Yale New Haven Health System strives to become a high reliability organization

Douglas Vaughn, MD, medical director, Perioperative Services; Rebecca Ciaburri (center), RN, manager, Quality and Safety, Yale-New Haven Children's Hospital; and Katie Testa, RN, director, Quality Improvement Support Services, recently completed training in high reliability organization safety behaviors. They discussed next steps in the HRO project, which include training all YNHH employees on the safety behaviors.
Douglas Vaughn, MD, medical director, Perioperative Services; Rebecca Ciaburri (center), RN, manager, Quality and Safety, Yale-New Haven Children's Hospital; and Katie Testa, RN, director, Quality Improvement Support Services, recently completed training in high reliability organization safety behaviors. They discussed next steps in the HRO project, which include training all YNHH employees on the safety behaviors.

How is a hospital like an airplane? Both are environments where complex, high-risk, high-stakes activities occur, and mistakes can result in very serious injuries or death.

Yet, despite the number of planes in the air every day and inherent risks of flying, the airline industry has very few accidents. One reason is that airlines have adopted the principles of "high reliability organizations," those that have developed specific safety techniques to reduce risk, trained employees to use these techniques, and created an overall culture of safety.

Through the Connecticut Hospital Association, Yale New Haven Health System and other Connecticut health systems and hospitals are working to become high reliability organizations (HROs) and eliminate the preventable errors that can cause patient harm.

The multi-year effort began at YNHHS in 2012 and is being phased in at the different delivery networks. YNHHS is working with a consulting firm called Healthcare Performance Improvement that has helped hundreds of hospitals nationwide successfully become high reliability organizations. Yale-New Haven Hospital recently completed a major step in the HRO process — analyzing past serious safety events. The goal was not to place blame, but to determine what specifically went wrong and how the errors that led to these events could be prevented.

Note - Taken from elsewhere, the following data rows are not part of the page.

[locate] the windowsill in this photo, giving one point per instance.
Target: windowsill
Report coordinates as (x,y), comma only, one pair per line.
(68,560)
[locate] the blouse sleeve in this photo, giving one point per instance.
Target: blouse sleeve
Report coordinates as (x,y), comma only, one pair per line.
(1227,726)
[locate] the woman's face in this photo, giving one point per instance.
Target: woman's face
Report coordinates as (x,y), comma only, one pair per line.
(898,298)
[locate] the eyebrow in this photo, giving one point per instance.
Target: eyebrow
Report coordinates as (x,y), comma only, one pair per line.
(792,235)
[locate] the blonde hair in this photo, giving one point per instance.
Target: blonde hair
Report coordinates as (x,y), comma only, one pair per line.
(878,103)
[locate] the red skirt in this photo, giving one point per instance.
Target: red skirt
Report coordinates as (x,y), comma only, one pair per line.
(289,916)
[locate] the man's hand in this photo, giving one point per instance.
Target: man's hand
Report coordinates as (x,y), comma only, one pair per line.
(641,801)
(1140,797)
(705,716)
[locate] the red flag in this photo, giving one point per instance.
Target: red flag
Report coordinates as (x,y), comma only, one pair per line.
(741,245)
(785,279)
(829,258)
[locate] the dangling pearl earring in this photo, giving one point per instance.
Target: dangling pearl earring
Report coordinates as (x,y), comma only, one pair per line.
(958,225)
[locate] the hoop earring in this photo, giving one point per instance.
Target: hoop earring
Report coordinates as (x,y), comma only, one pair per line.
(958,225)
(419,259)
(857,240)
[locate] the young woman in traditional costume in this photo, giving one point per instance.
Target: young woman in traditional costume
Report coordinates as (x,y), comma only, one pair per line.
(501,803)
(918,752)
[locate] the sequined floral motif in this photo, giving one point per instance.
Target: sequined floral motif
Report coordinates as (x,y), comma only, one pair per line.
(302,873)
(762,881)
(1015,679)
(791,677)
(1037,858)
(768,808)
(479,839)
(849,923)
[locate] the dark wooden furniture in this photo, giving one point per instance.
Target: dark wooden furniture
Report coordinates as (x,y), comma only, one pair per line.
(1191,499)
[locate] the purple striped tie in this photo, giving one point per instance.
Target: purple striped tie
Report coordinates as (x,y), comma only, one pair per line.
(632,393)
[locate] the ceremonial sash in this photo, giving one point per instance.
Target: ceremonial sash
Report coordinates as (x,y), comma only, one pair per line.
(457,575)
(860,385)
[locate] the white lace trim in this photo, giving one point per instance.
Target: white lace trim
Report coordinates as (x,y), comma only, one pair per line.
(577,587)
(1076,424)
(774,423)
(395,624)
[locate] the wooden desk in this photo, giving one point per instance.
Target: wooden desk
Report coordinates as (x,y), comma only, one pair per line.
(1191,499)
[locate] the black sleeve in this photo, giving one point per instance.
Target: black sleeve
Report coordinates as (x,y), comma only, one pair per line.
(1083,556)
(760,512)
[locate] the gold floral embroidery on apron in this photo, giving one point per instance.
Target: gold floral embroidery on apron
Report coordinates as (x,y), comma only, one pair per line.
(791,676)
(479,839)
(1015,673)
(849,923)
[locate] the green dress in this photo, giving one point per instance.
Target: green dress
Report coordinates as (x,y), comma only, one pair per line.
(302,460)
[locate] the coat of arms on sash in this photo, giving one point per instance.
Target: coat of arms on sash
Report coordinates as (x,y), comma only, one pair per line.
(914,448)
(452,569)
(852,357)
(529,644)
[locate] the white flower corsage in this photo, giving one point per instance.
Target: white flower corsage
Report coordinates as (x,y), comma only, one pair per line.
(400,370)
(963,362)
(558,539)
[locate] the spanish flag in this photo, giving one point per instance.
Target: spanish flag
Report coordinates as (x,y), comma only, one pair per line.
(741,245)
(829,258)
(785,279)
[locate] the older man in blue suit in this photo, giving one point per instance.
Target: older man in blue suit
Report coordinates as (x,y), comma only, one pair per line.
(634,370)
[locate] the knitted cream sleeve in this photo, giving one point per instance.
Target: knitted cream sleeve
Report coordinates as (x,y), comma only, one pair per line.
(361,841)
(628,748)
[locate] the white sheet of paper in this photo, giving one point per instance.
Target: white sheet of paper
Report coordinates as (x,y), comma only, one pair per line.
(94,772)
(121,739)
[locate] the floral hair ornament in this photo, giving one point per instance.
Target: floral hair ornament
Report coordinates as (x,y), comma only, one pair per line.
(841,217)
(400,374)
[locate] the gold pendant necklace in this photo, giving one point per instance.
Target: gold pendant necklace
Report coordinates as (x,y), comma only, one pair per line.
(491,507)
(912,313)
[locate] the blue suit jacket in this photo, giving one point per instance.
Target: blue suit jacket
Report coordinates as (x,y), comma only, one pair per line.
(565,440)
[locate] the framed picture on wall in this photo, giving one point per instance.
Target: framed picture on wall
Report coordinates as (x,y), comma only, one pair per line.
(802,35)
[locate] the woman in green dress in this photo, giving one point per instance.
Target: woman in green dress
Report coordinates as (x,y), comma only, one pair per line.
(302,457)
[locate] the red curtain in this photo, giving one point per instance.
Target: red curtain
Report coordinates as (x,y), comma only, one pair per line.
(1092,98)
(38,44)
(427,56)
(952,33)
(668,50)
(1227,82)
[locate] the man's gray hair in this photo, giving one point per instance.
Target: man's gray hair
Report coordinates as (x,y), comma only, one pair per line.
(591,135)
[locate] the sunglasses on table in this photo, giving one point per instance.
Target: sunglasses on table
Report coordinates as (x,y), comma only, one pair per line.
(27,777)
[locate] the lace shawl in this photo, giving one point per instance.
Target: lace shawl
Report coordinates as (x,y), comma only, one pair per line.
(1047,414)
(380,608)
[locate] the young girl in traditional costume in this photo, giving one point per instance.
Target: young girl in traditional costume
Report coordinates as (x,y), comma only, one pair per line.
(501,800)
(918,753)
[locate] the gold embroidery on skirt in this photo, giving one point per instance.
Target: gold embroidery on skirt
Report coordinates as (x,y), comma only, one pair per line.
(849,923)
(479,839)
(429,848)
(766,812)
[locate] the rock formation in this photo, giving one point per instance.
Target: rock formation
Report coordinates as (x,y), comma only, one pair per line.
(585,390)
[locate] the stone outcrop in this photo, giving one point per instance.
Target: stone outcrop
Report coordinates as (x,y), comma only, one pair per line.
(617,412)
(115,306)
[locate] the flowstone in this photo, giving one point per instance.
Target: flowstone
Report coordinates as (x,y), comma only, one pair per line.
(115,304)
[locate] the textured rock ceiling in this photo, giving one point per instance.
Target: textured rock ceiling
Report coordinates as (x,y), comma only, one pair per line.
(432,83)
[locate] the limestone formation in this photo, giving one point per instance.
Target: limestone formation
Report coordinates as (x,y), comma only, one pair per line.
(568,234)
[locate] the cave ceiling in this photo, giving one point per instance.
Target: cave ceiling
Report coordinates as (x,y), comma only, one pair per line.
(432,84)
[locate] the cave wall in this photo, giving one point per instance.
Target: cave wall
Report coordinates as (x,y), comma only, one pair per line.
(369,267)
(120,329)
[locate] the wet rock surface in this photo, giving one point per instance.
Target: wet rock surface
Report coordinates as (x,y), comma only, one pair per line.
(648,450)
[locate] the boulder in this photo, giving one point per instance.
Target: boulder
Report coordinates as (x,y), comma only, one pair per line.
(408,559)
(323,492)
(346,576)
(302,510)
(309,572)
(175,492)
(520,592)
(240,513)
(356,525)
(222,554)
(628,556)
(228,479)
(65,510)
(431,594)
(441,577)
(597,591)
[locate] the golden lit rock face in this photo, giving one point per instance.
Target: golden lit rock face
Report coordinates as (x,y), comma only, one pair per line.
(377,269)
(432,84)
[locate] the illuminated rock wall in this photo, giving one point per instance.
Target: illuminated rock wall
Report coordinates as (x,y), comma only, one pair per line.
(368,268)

The next step in the HRO process is training all employees and medical staff on safety behaviors that are specific to the health system's needs. One acronym that has been used to illustrate these techniques is CHAMP:

  • Communicate clearly
  • Handoff effectively
  • Attention to detail
  • Mentor each other
  • Practice and accept a questioning attitude

"It's critical to train physicians and all hospital employees, including those in non-clinical areas, on these behaviors," said Thomas Balcezak, MD, senior vice president, Safety and Quality. "The behaviors are simple, but when used consistently, have been proven extremely effective in reducing errors. In some cases, they've helped save lives."

"We're committed to creating a culture of safety," said Alan Kliger, MD, YNHHS vice president and chief quality officer. "Our high reliability work will ensure that employees and physicians are aware of patient safety, and have the tools to prevent errors and eliminate patient harm."